Indeed, Hooven understands the essential features of the new landscape clearly enough:
Where are these new narratives about sex coming from? Places like Harvard and scientific journals like The Lancet—i.e., institutions that purport to outsiders to represent the consensus of leading scientific authorities in their fields. However, in the case of the nature of sex, and in other areas, what these institutions seem to increasingly represent is not the consensus of scientific experts but the opinions of political activists that are then mapped back onto “science” in order to burnish their authority. “Only Two Gametes,”
And the results of their new “science”?
Meanwhile, at The Atlantic, Helen Lewis has the story on the ongoing collapse of the teen transition movement, fueled explicitly by these “new narratives”:
After England restricted the use of puberty blockers in 2020, the government asked an expert psychologist, Louis Appleby, to investigate whether the suicide rate for patients at the country’s youth gender clinic rose dramatically as a result. It did not: In fact, he did not find any increase in suicides at all, despite the lurid claims made online. “The way that this issue has been discussed on social media has been insensitive, distressing and dangerous, and goes against guidance on safe reporting of suicide,” Appleby reported. “One risk is that young people and their families will be terrified by predictions of suicide as inevitable without puberty blockers.”

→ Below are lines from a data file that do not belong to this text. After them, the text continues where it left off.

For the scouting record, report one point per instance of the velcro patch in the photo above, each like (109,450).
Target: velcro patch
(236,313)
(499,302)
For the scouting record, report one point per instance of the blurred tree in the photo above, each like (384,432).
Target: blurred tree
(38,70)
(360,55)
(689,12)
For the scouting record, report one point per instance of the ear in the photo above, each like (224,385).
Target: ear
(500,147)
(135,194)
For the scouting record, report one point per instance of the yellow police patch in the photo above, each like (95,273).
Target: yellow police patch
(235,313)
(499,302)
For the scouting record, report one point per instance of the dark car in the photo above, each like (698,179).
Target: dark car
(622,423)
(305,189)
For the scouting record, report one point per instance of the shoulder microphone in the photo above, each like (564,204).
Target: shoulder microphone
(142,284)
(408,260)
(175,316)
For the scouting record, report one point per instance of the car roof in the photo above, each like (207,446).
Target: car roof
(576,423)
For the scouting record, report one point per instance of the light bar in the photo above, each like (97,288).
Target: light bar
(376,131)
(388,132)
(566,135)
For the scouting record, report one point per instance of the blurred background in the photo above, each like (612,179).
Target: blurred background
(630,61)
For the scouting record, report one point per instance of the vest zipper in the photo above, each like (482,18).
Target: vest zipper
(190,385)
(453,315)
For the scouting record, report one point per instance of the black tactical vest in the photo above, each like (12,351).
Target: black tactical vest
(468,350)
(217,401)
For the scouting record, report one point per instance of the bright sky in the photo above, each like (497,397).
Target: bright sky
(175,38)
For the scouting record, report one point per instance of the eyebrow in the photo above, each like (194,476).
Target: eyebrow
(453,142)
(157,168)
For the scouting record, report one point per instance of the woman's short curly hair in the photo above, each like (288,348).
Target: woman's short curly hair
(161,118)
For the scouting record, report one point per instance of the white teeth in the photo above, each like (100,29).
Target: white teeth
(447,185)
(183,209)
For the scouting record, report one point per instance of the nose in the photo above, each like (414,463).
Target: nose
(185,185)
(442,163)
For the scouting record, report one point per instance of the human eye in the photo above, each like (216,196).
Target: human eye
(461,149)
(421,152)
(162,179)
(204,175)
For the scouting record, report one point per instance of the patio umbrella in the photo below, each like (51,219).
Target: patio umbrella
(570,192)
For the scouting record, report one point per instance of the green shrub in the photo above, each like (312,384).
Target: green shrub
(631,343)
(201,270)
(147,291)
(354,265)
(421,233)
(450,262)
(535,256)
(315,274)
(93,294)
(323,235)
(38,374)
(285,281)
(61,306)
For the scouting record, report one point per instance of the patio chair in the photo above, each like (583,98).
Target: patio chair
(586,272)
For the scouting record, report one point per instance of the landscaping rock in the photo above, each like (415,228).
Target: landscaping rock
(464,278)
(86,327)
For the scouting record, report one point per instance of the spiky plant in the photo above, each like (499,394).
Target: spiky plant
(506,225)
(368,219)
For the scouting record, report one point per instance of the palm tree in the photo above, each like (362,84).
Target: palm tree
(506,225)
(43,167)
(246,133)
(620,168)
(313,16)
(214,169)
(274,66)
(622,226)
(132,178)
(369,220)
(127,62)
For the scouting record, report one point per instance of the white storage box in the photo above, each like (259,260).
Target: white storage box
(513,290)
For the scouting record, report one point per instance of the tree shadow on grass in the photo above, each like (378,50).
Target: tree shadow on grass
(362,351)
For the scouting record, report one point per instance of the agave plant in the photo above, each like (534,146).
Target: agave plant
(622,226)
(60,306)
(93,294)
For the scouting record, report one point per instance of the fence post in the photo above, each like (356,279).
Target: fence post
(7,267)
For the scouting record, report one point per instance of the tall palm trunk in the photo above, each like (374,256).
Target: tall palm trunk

When red-state bans are discussed, you will also hear liberals say that conservative fears about the medical-transition pathway are overwrought—because all children get extensive, personalized assessments before being prescribed blockers or hormones. This, too, is untrue. Although the official standards of care recommend thorough assessment over several months, many American clinics say they will prescribe blockers on a first visit.
“The Liberal Misinformation Bubble About Youth Gender Medicine,” June 29, 2025
Misinformation, promoted at top levels, is only the beginning of the harm.
How the evolutionary biologists contributed to their own downfall
Canceling truth — in the spiritual sense — was a bad idea. If humans are merely evolved animals, the pursuit of truth is a mere survival strategy. And some people — entire systems, in fact — can thrive on falsehood. Where child gender medicine is concerned, that is precisely what the new elite at Harvard and The Lancet are doing.
Their current system is starting to collapse. But nothing stops them from building new ones. They just need to keep Cancelling an ever-diminishing number of people like Hooven.
Except for one thing. Enough people may still believe that the human being is not just an animal and there is such a thing as truth. If so, in the deepening crisis, it is far too soon to call a winner.